No-load VAs also represent a way for insurers to target fee-based advisors, he notes. Instead of paying commissions on the front end of a sale, advisors are compensated based on assets invested in the contract. "That compensation structure is more in line with the fee-based advisor's business model," he says. "And it gives them an opportunity to offer [clients] a mutual fund-type product with some type of insurance guarantee wrapped around it."

The IRA annuity
Another relative newcomer to the VA space is the IRA annuity, such as the RetireReady product introduced in 2008 by Genworth. It combines the traditional benefits of an IRA with an annuity's ability to provide a guaranteed income stream. The contract must be issued as (and maintained as) an IRA, Roth IRA or SEP IRA contract or within qualified accounts. The chief underlying investments in the Genworth product are well-known retail mutual funds from more than two-dozen fund managers.

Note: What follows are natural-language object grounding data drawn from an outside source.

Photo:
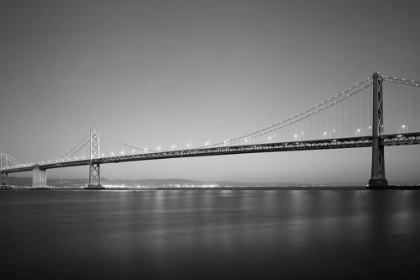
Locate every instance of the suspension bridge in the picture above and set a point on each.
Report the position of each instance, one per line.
(380, 111)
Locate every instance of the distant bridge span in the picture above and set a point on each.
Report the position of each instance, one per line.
(339, 143)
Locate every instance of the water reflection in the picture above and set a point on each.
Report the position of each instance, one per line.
(210, 234)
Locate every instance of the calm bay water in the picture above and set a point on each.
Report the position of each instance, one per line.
(210, 234)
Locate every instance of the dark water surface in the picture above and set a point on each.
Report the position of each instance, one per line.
(210, 234)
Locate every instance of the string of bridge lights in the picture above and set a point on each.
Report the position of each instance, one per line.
(107, 138)
(287, 122)
(12, 159)
(401, 81)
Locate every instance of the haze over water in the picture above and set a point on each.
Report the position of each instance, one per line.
(210, 234)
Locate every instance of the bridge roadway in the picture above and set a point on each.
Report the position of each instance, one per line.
(321, 144)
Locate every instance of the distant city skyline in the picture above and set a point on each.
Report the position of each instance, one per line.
(164, 73)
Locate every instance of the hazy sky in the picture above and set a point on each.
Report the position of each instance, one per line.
(159, 73)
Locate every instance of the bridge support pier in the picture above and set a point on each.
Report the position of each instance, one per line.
(378, 179)
(5, 182)
(94, 178)
(94, 168)
(39, 178)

Living benefits may get most of the attention among VA features, but Scott DeMonte, director of variable annuity markets at Massachusetts-based Financial Research Corp., sees a renewed emphasis on death benefit guarantees as a wealth transfer tool. One such feature is Jackson Life's LifeGuard Freedom DB, which guarantees that the contract holder's death benefit amount will not decrease, provided withdrawals do not exceed the guaranteed annual limit or minimum required distribution. It is available with the LifeGuard Freedom GMWB rider on Jackson's Perspective and Retirement Latitudes VA products.

Patience pays off

DeMonte also expects insurers to bolster their annuity offerings with strong "patience bonuses," which reward contract-holders for waiting on withdrawals. For example, with Prudential's new HD Lifetime 7 Plus optional VA feature, investors can receive minimum income guarantees of 200 percent, 400 percent and 600 percent after 10, 20 and 25 years, respectively.

These are meaningful but relatively modest new product twists for insurers who each May are accustomed to making major splashes in the VA marketplace.

Fixed products show increased creativity
While the pace of product innovation has slowed with variable annuities, it is apparently surging in the fixed annuity market. Insurance company product development departments evidently have shifted their focus, at least in the near-term, to beefing up traditional fixed annuities and fixed-index annuities with new features, observes Hubert Mueller, principal at Towers Perrin. "The same withdrawal and income benefits [available with variable annuities] are finding their way to both [fixed] index annuities and plain-vanilla fixed annuities. The [benefit] designs are pretty much the same."

By offering packaging guarantees with fixed contracts, he explains, "insurers now have another way to effectively compete with banks and mutual funds" for investor dollars.

They're also targeting those dollars, he notes, by developing CD-type fixed annuity products that come with three- or five-year guarantees, plus an opportunity to roll over into a new annuity contract once that period ends, without incurring a surrender charge.